Roadie’s Blog

Backstage Weekly 11 - TechDocs Production Architecture

By David TuiteNovember 30th, 2020

The TechDocs team have produced a useful document which discusses the pros and cons of various TechDocs generation architectures and explains their roadmap for the next 6 months.

Currently, only a development setup for TechDocs is available but the team are working to productionize it and the improvements they have in the pipeline look great.

Documentation served by Backstage is generated from markdown files which live in the code repository along side your code. In the standard development setup these docs are served from the local filesystem of the Backstage instance. This works, but isn’t ideal for a production setup because it leads to slow page loads for end users. 🐌

That first-pass conversion of docs from markdown to HTML can take quite a bit of time. In the development setup, markdown to HTML conversion happens when the first request to view the docs is sent to the Backstage server. For one anecdotal data point, my demo Backstage instance takes 1 minute and 22 seconds to render the Backstage docs in Backstage.

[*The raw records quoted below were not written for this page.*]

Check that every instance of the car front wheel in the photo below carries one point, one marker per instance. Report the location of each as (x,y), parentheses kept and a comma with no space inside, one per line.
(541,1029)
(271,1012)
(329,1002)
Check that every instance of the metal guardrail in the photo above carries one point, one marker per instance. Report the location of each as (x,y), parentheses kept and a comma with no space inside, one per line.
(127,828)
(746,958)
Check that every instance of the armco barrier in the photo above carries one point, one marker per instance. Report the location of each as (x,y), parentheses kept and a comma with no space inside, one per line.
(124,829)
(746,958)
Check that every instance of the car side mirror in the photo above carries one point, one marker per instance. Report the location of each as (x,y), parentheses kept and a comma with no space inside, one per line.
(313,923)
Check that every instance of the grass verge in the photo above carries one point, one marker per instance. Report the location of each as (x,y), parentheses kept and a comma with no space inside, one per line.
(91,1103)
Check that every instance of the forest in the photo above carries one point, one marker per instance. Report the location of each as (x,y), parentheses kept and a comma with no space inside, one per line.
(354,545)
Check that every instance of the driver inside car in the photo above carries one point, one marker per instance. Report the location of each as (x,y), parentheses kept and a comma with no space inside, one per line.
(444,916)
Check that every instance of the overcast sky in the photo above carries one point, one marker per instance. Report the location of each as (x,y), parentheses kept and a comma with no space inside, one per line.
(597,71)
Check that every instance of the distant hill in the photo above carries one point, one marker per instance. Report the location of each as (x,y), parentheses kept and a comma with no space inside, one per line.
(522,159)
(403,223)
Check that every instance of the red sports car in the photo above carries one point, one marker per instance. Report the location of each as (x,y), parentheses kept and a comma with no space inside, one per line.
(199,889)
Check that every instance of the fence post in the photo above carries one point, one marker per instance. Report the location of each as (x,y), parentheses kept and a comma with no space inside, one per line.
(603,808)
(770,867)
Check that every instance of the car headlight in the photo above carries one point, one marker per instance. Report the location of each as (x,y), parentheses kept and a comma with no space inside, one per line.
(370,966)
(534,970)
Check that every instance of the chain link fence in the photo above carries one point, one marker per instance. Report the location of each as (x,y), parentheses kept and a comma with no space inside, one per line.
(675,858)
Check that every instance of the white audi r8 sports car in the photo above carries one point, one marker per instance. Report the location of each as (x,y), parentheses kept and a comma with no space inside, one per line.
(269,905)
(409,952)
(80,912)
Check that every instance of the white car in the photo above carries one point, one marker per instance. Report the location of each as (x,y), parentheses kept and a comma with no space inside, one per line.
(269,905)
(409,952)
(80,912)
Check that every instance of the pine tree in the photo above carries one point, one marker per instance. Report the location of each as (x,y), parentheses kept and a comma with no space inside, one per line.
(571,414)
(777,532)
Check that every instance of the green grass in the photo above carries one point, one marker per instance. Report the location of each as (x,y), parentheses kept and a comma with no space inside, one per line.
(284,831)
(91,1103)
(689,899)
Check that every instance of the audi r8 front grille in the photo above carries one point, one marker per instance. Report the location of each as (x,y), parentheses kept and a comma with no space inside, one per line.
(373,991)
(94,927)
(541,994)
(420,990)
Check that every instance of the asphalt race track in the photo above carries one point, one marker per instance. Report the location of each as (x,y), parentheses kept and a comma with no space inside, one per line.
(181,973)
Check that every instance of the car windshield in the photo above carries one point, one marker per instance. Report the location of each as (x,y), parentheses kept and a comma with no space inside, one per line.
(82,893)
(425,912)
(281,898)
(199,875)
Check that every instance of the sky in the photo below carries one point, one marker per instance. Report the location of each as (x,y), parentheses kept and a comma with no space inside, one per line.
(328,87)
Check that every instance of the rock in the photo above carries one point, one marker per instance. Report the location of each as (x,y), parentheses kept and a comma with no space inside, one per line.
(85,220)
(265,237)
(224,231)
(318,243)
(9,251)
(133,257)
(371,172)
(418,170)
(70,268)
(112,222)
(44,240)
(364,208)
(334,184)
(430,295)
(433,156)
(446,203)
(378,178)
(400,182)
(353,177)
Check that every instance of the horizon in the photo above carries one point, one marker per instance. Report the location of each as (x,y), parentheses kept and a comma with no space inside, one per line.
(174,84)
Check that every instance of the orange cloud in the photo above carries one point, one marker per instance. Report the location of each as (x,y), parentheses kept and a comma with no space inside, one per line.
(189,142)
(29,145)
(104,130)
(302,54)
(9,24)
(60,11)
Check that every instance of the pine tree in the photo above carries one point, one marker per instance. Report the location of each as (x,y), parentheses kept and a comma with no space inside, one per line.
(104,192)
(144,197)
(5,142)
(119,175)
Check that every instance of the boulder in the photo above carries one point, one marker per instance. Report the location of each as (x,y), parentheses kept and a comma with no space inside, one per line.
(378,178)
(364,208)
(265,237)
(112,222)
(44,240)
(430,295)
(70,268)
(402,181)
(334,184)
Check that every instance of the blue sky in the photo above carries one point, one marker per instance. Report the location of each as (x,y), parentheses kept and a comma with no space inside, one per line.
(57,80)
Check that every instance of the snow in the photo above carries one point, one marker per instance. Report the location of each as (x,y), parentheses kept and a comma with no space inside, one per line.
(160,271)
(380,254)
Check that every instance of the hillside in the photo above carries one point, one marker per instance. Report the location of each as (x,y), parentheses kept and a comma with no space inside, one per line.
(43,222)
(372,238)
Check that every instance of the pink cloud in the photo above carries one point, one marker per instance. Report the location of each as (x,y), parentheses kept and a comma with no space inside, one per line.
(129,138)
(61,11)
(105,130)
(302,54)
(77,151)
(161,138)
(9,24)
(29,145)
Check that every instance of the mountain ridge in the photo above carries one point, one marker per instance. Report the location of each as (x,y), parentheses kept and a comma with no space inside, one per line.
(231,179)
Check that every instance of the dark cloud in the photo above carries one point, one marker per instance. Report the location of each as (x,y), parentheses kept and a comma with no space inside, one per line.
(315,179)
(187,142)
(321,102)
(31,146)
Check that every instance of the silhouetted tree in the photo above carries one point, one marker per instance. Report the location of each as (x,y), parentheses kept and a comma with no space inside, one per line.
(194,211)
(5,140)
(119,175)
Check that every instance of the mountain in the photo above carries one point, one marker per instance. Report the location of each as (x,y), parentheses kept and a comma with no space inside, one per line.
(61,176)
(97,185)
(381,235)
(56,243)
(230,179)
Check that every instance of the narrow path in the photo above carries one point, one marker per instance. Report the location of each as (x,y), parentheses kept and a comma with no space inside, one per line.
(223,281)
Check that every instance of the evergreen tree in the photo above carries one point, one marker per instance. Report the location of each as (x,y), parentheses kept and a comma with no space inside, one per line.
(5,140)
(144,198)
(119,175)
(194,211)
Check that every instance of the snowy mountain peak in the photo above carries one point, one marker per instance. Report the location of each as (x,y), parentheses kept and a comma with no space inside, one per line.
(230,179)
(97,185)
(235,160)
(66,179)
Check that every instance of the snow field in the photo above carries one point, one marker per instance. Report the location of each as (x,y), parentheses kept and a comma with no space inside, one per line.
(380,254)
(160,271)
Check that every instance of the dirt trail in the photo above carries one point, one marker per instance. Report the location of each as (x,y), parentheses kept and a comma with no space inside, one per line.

If your docs see frequent changes, your users will spend a lot of your time staring at loading spinners on this page:

A loading page we see while we wait for TechDocs to generate

The development TechDocs setup also prevents the efficient usage of multiple Backstage backend instances. Generating docs and storing them on the local filesystem of instance 1 will not help any requests that happen to be routed to instance 2. Instead, the first request for the docs which hits the second instance will re-generate the docs and store them again. Of course, this results in the end user waiting on the loading page above for longer than they would like.

To speed up docs loads, the TechDocs team is recommending that production Backstage setups generate docs by CI on each build and push them to a cloud storage solution like S3 or Azure storage. From there they can be more quickly retrieved by Backstage and served to users.

A diagram of the setup described above with boxes for the various parts and arrows going between them

The Spotify TechDocs team are working hard to make this vision a reality. The main GitHub issues to follow if you want to keep up to date are:

  1. Add support for different storage options #3096
  2. Move techdocs build-processes out of the backend #3400
  3. Add support for different CI providers #3097

By the way, the TechDocs team are collecting feedback about your use of docs in Backstage. Please help them help the community by filling out this quick survey.

How Roadie can help

We believe that this is an area where Roadie can add a lot of value to Backstage. In total, a production TechDocs setup requires something like the following:

  1. A CI job to be created for every code repo which wants to use the docs-in-code approach that Backstage supports.
  2. Cloud storage set up with the correct permissions for security.
  3. A caching layer near your Backstage instances for fast docs retrieval.
  4. Elasticsearch for searching across docs (like they do in Spotify).

We’re not there yet, but when you use Roadie, this should simply be a matter of installing our GitHub app in your repo. A webhook can then pick up docs changes and we’ll handle the rest.

Merged this week…

58 PRs were merged this week, here are the highlights…

Automatic version bumping

The Backstage core team added 2 commands to the Backstage CLI last week - versions:bump and versions:check. These two CLI commands should really help out people who were having trouble keeping up with the fast pace of development on the Backstage project.

bump will automatically bump the versions of all Backstage dependencies in your application or plugin to latest. It can be used to easily stay on top of the latest releases without having to manually sift though package.json files.

The check command will detect duplicates of Backstage packages versions and them remove them if you pass the --fix flag.

OIDC Auth Provider

Brian Leathem from Netflix improved the auth story in Backstage by contributing a generic OpenID Connect provider. This improves on the existing Oauth2 authentication provider by adding the ability to retrieve the logged in users profile information from a dedicated endpoint. This allows Netflix to avoid the two-stage profile retrieval problem as described in #1984.

A new release went live

A fairly chunky release went out this week with search UX improvements, an improved CircleCI build table (thanks Andrew Thauer from Wealthsimple) and the Microsoft Graph API ingestor that we mentioned last week.

Roadie news

Our JIRA plugin for Backstage has been released and already has a bunch of GitHub issues opened against it. 😆 Try it out if you want to quickly get an overview of the status of development on your services.

Our catalog importer has been merged to Backstage and should land in the next release. We think this is going to really help companies who are onboarding to Backstage. Look out for a post on the Backstage blog about this soon.